La voix grave d'un domestique fait pivoter ma confidente qui se relève avec hâte. Les mains tremblantes elle réajuste son tablier.

— O...Oui ?

— Il est temps pour notre invité de partir, Donna Isabella a appelé, elle ne reviendra pas aujourd'hui. tranche l'homme stoïque, les traits aussi sévères que son ton.

— Ne vous donner pas le mal de me raccompagner Yolanda, je vous laisse en paix. affirmé-je en me redressant avant de lui poser une main réconfortante sur le bras.

Je lui adresse un sourire avant de lui demander de transmettre à Isabella mon désir de la voir à son retour. Nous échangeons nos numéros de téléphone puis d'un hochement de tête je la quitte et sors du manoir.

L'esprit embrumé par notre échange avec Yolanda, j'ai ressenti le besoin de plonger dans la mer en revenant chez moi. Par leur fraîcheur, les vagues ont cristallisé mes pensées pour les emporter dans les fonds marins.

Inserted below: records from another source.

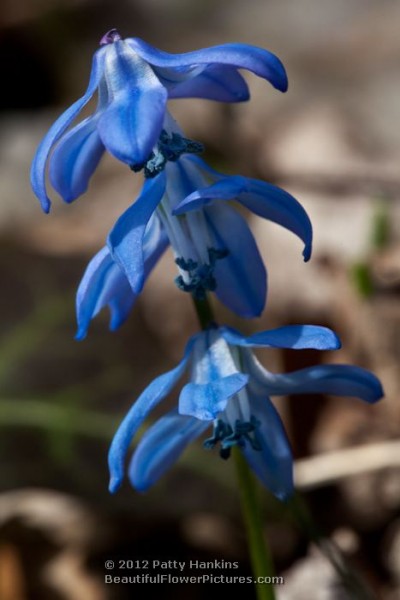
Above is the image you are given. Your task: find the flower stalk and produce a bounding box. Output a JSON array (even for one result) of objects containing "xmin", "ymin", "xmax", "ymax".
[
  {"xmin": 233, "ymin": 448, "xmax": 275, "ymax": 600},
  {"xmin": 192, "ymin": 296, "xmax": 275, "ymax": 600}
]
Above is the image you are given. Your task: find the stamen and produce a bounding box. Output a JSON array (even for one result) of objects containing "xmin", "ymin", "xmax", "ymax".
[
  {"xmin": 175, "ymin": 248, "xmax": 229, "ymax": 300},
  {"xmin": 203, "ymin": 416, "xmax": 262, "ymax": 460},
  {"xmin": 100, "ymin": 28, "xmax": 122, "ymax": 46},
  {"xmin": 140, "ymin": 129, "xmax": 204, "ymax": 179}
]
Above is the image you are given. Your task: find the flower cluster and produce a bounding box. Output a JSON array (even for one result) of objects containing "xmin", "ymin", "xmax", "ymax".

Apaisée, je profite maintenant des doux rayons du soleil caressant ma peau pour faire une pause. Très vite un nuage voile la lumière. Ce nuage n'est autre qu'Andy éclipsant le soleil derrière son visage espiègle entouré de ses cheveux flottant au dessus de moi.

— Tu désires ? demandé-je en ouvrant un oeil encore sensible à l'éclat astral.

— L'étoile de mer a repris du service ? se moque t-elle le coin des lèvres recourbé.

— Tu m'empêches de profiter du soleil avec tes conneries. réponds en fermant les yeux.

— Tu crois que tu as le temps de lézarder ? Tu nous dois des comptes Torre alors bouge ton cul !

Elle attend que j'ouvre les yeux pour retirer son visage et laisser le soleil m'assaillir d'un flash de lumière. Les mains sur le visage je me tourne en pestant. Le confort retrouvé, je rejoins le couple infernal tranquillement installé dans mon salon.

— Est-ce trop demander une journée de repos ?

— Faut savoir ce que tu veux May ? La vengeance ou la détente ? présente Andrea.

Je lève les yeux au ciel et soupire en m'affalant sur le fauteuil libre.

— Bon ca s'est passé comment avec Isabella ? Elle a accepté de coopérer ?

— Elle n'était même pas là. J'ai attendu avec Yolanda qui m'a gentiment laissé entrer mais elle ne rentrait pas dans l'immédiat apparemment.

— Okay donc on n'a quedal pour avancer sur l'affaire d'Emilia. souffle Andrea.

— Non on est toujours au point mort mais j'ai demandé à Yolanda de lui dire que je voulais la voir avec un peu de chance sa curiosité la poussera à rappliquer rapidement.

— Elle a pu te dire des choses intéressantes ?

— Une en particulier mais qui est à confirmer. Elle soupçonne Isabella d'avoir tué Raphaël.

— Elle te l'a dit comme ça ? Alors que vous vous connaissez à peine ? interroge Andy.

— Elle m'aime bien apparemment mais elle n'a pas eu le temps de vraiment le confirmer, on a été interrompu par un autre domestique.

— Comment tu vas faire pour lui faire cracher le morceau ?

— J'ai mon idée, dis-je l'esprit ailleurs, Mais pour l'instant revenons en à ce qu'on peut contrôler. On ne va pas rester les bras croisés à ne rien faire. Pour ce qui est de Nume, je vais mettre Callegrio sur le coup en parallèle, histoire de pas se retrouver le bec dans l'eau si on fait fausse route avec Isabella. Quant à nous, attelons-nous à notre première victime, Feniosso.